Note that if the period is odd then
first and last letters of the pair appear in checkerboard-like
pattern and not in columns. This
is slightly harder for the first phase of the analysis but
leaks more information about the
transposition at a later stage.
4A.Enigma - Method of Batons
This was straightforward: just follow
the explanations given in the class + use the handout
from Deavours, Kruh book. It is
important to work with absolute (keyboard) alphabet and not
with rotor-related alphabet. Most
of the class has solved it.
4B.Enigma - Discover the wires
This was another (together with
3) very important problem in this homework. After I posted this problem
I found that Turing in his
notes addressed similar problem (he assumed the reflector is also unknown).
The most common solution was to
use the powerful Polish methods which were shown in the class.
Solutions ranged from 195-260 queries.
Several important things to add
1. The number of queries can be
as low as 84 = 4*12+3*12. One needs 4 alphabets to write
the equations for R1. The two final
equations provide 26 variants for the R1. The indicator
setting has to be changed to, say
'AAA' 26 times. One queries:
AAAA
BBBB
CCCC
.....
In order to find R2 one can reuse
26 queries already made for R1, and thus needs 3*26 new
queries.
2. There is no need to make 26 queries,
13
are enough (involutions). 12
are enough, since the last
pair is just there.
3. Once received 26 variants of
rotor R1 we can
find the correct one that corresponds
to our indicator setting. Using
no additional queries and applying "baton"-like method.
This was impossible in Rejewski's
case since plugboard and ring setting were unknown. In our case there
is no plugboard, so we are exactly
in the case fit for "method of batons" attack.
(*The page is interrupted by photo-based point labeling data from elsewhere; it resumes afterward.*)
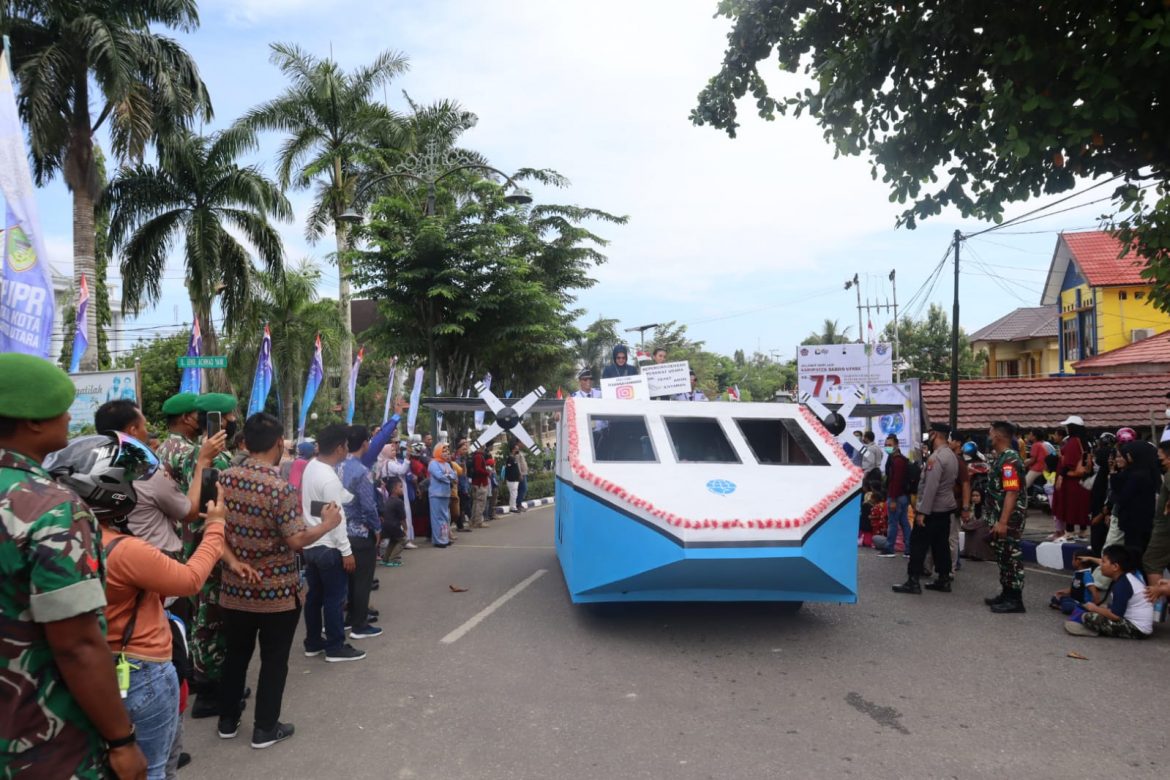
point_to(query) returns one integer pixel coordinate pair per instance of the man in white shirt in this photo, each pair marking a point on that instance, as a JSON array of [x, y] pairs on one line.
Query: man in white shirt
[[329, 560]]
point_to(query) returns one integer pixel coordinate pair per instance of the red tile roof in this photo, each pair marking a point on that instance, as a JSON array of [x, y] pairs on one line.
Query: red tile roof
[[1099, 257], [1155, 349], [1102, 401]]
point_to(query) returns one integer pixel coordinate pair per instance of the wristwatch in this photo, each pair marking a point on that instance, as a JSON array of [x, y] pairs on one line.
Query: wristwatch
[[122, 741]]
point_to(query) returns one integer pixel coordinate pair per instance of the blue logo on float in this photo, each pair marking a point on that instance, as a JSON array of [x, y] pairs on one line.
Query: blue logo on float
[[721, 487]]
Without finding the correct version
of R1 it is hard to continue the attack!
4. After R1 and R2 are found, since
reflector R is known we just write down all the possibilities
for R3. No
additional queries. In the worst case there
will be 2*3^8 =13122 possible solutions. Only three - four additional queries
can fix a single correct solution.
5. So the number of indicator changes
is about 4*13 = 52,
the number of queries 84+3=87.
Armed with Shannon's theory we
can calculate the lower bound: the amount of information
in three rotors is 3 log(26!)
= 56 letters (here log is to basis 26).
Another Method
Uri Barenholz has invented a
method of "Probing" to recover the rotor wires. The number of queries
is not
as small as in the method above
(although I believe that many refinements are possible) however it is a
very interesting method. It works only for plugless Enigma.